Das Mittagessen spare ich mir - natürlich nicht wegen der Spinne, was denken Sie denn? Ich habe eben mal keinen Appetit auf Fleisch und außerdem kommen am Nachmittag meine Freunde Moni und Peter mit Kuchen. Ich stelle die Kaffeemaschine an, Moni packt den Kuchen aus - und ich glaube, ich spinne! Stolz präsentiert sie mir ihr neuestes Werk: "Total lecker!" Es ist ein

Spinnennetzkuchen

Zutaten:

100 g weicheButter
200 g Zucker
200 g Weizenmehl
70 g gemahlene Haselnüsse
100 g geschmolzene Halbbitterschokolade
1 Ei
1 TL Backpulver
1 Prise Salz
4 EL süßen Sherry
evtl. etwas Milch

Schokoladencreme:
100 g Zucker
3 Eigelb
150 g Butter
50 g geschmolzene Halbbitterschokolade
Garnierung: weiße Zuckerschrift

Zubereitung:

Boden und Rand einer Springform mit Backpapier auslegen; den Ofen auf 175 Grad vorheizen.

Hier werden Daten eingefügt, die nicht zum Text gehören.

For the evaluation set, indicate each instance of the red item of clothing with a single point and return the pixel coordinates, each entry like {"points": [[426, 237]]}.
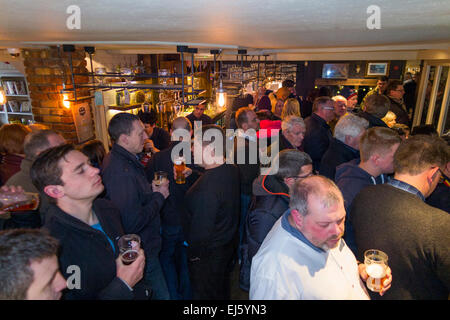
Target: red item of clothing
{"points": [[272, 128]]}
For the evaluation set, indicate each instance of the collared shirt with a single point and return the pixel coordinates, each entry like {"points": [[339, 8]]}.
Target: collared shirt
{"points": [[406, 187], [296, 233], [286, 266]]}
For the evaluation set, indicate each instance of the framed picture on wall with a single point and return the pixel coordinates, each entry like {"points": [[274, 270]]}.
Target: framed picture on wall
{"points": [[375, 69], [335, 71]]}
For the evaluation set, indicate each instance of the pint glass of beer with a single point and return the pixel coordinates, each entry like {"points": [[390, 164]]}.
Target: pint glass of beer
{"points": [[376, 265], [129, 246], [18, 201], [160, 177], [180, 166]]}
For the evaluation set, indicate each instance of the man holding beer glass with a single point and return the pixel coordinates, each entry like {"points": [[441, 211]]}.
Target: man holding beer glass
{"points": [[303, 257], [173, 254], [86, 228], [139, 200], [394, 218]]}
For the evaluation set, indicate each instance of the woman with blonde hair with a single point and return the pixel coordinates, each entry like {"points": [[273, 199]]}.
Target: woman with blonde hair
{"points": [[277, 100], [291, 107]]}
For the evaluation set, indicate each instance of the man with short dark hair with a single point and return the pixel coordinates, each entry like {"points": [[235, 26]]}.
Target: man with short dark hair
{"points": [[376, 107], [292, 133], [29, 266], [139, 201], [303, 257], [159, 138], [395, 92], [394, 218], [246, 158], [345, 144], [87, 228], [377, 147], [173, 256], [318, 134], [35, 143], [211, 221], [380, 89], [198, 115], [271, 200], [340, 109]]}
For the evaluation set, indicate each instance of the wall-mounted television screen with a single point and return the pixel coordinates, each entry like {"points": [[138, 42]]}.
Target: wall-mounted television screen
{"points": [[335, 71]]}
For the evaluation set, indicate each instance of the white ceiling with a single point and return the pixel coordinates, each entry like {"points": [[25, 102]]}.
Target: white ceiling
{"points": [[261, 26]]}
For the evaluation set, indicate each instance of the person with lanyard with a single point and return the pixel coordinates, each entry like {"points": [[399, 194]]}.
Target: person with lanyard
{"points": [[377, 147], [395, 219], [87, 228]]}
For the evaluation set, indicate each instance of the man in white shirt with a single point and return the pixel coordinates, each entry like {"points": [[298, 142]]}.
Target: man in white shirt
{"points": [[303, 256]]}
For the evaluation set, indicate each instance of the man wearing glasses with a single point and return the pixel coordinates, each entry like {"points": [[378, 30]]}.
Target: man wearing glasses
{"points": [[395, 94], [318, 134], [271, 199], [394, 218]]}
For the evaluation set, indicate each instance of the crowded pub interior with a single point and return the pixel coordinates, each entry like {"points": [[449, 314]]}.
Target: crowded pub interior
{"points": [[224, 150]]}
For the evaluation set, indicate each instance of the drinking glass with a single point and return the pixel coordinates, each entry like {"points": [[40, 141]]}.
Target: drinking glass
{"points": [[180, 166], [376, 265], [129, 246], [160, 177], [18, 201]]}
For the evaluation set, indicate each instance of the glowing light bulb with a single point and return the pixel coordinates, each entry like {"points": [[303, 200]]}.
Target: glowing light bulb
{"points": [[66, 101], [221, 100], [2, 97]]}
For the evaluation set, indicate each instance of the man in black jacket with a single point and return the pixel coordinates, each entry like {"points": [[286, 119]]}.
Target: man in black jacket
{"points": [[394, 218], [271, 200], [395, 93], [160, 138], [211, 221], [292, 133], [86, 229], [173, 254], [139, 201], [345, 144], [246, 157], [318, 134]]}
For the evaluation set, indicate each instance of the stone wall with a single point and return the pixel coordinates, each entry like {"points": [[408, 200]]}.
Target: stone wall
{"points": [[46, 70]]}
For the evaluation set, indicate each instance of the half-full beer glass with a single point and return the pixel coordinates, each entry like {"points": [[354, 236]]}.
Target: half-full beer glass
{"points": [[376, 265], [18, 201], [129, 246], [160, 177], [180, 166]]}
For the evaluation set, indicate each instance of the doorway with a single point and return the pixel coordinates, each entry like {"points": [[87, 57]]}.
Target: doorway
{"points": [[433, 96]]}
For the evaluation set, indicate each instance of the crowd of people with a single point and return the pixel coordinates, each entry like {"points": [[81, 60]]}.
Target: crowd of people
{"points": [[348, 179]]}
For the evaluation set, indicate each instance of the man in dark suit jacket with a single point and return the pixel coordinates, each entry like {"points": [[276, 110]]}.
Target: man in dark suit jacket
{"points": [[345, 144], [318, 135], [138, 200], [395, 93], [246, 158], [87, 229], [173, 255], [395, 219]]}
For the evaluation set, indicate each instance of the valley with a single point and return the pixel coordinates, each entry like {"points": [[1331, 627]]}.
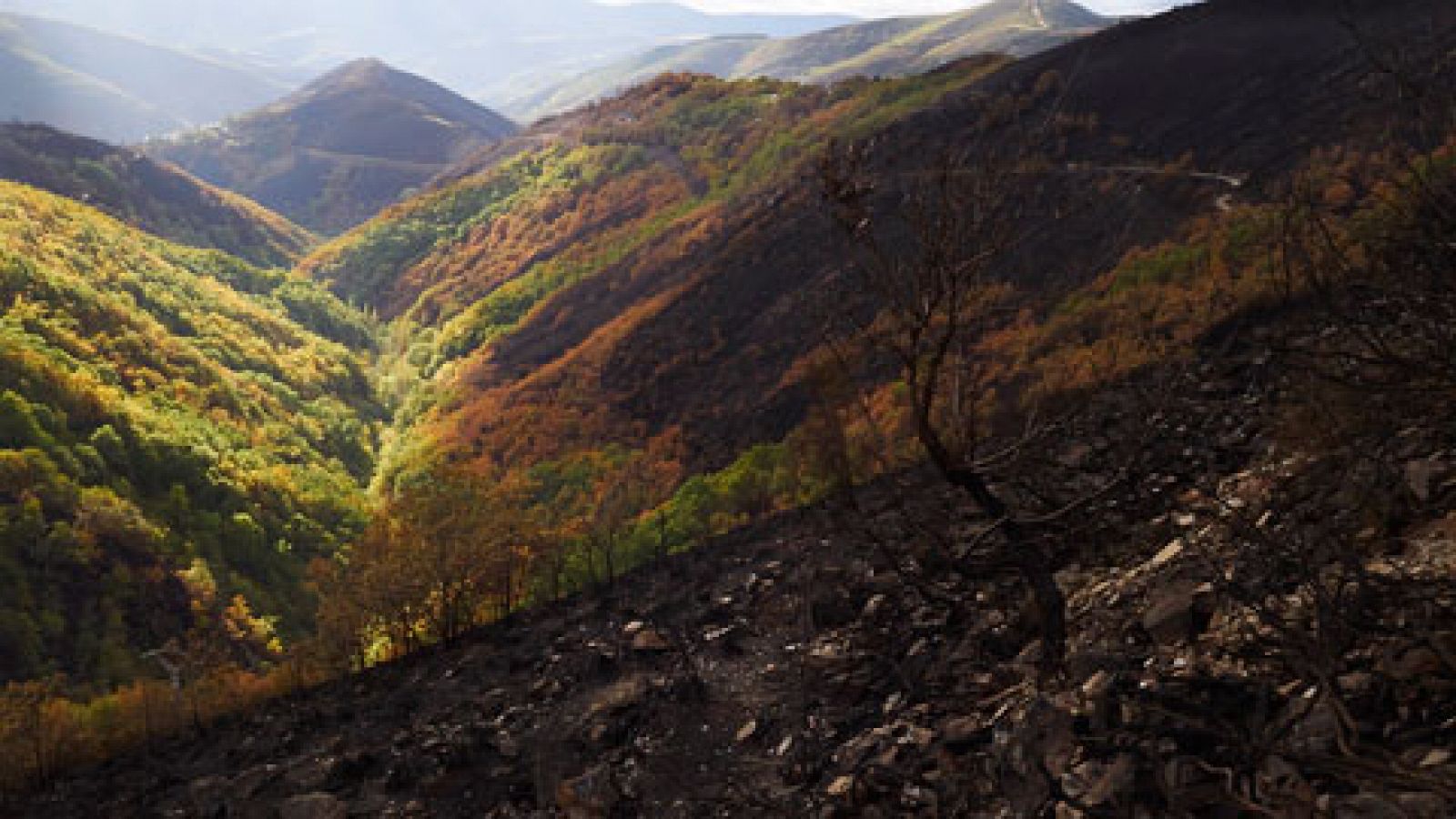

Butter und Zucker schaumig rühren, das Ei und die Schokolade zufügen und alles gut verrühren. Haselnüsse in eine Schüssel geben, Mehl und Backpulver dazu sieben, alles vermengen und schnell unter die Butter-Zucker-Masse heben. Möglicherweise muss etwas Milch zugegeben werden. Den Teig in die vorbereitete Form geben und 20 bis 30 Minuten backen. In der Form auf einem Rost erkalten lassen.

Den abgekühlten Kuchen aus der Form nehmen, das Papier abziehen und den Kuchen einmal durchschneiden. Beide Böden mit Sherry beträufeln.

Für die Füllung den Zucker und 0,1 l Wasser etwa 5 Minuten lang kochen. Die 3 Eigelb verrühren und den etwas abgekühlten, aber noch heißen Zuckersirup in dünnem Strahl nach und nach unter ständigem Rühren in die Eiermasse laufen lassen. So lange weiter schlagen, bis die Masse dicklich wird. Dann die Butter in kleinen Stückchen kräftig unterrühren. Zum Schluss die Schokolade zufügen und verrühren.

Etwa 2/3 der Masse auf einen Boden streichen, den zweiten Boden drauflegen, leicht andrücken und den Rest der Creme auf dem Kuchen und am Rand verstreichen. Kühl stellen, bis die Füllung steif ist. Zum Schluss mit der weißen Zuckerschrift ein Spinnennetz auf dem Kuchen auftragen.

Arachnophobiker verzichten lieber aufs Spinnennetz und malen einfach etwas anderes auf den Kuchen. Guten Appetit wünscht Heidi Driesner.